1.24.2007

the apology

7 miles this am. Was cold and frosty and hence not that fun. Or at least not for awhile. Ran up Stark and circled the mt tabor reservoir. The neighborhoods i looked down on were covered with fog that the rising sun backlit with an orangey-pink that looked nice and (nearly) made it all worth it.

went home and got Maxwell and gave him his walk. As we crossed into the park, a nearby dog began to lunge toward us, only to be called back by his owner's voice.

The owner muttered something to me about the importance of dogs being on leash and that, some months earlier her dog – Magic – had got entangled with a dog that looked similar to mine.
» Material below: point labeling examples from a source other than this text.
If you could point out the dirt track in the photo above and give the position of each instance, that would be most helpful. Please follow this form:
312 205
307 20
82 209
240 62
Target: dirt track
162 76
The owner had apparently gotten wrapped up in his dog’s leash and fell.
- that was me, i said
- oh my god, she said

so yes, here she was: the woman whose off-leash dog crashed into me and Maxwell in the rain last May, knocking me to the ground and subsequently breaking my arm. She was apologetic and displayed appropriate contrition, which deepened when she learned a broken limb was involved.

For months I’ve been telling the story of The Woman Whose Dog Broke My Arm And Then Didn’t Even Stop To See If I Was Okay but now I suppose with this denouement the story will change, or at least become a bit textured. Hearing it from her side shed a tiny bit of light on how it went down, and why she didn’t stop – not because (as I am fond of telling people) she was a horrible person with a black suppurating void where her humanity should have been, but rather because she was embarrassed for letting her dog off the leash in the first place.

We talked for a bit and she was nice enough and her dog was well-behaved and friendly. It felt semi-historic (as relates to my life, not World History, that is), a moment of closure and completion that you’d only really get in a city like Portland.

I suppose I need to let all that anger go now. Onward.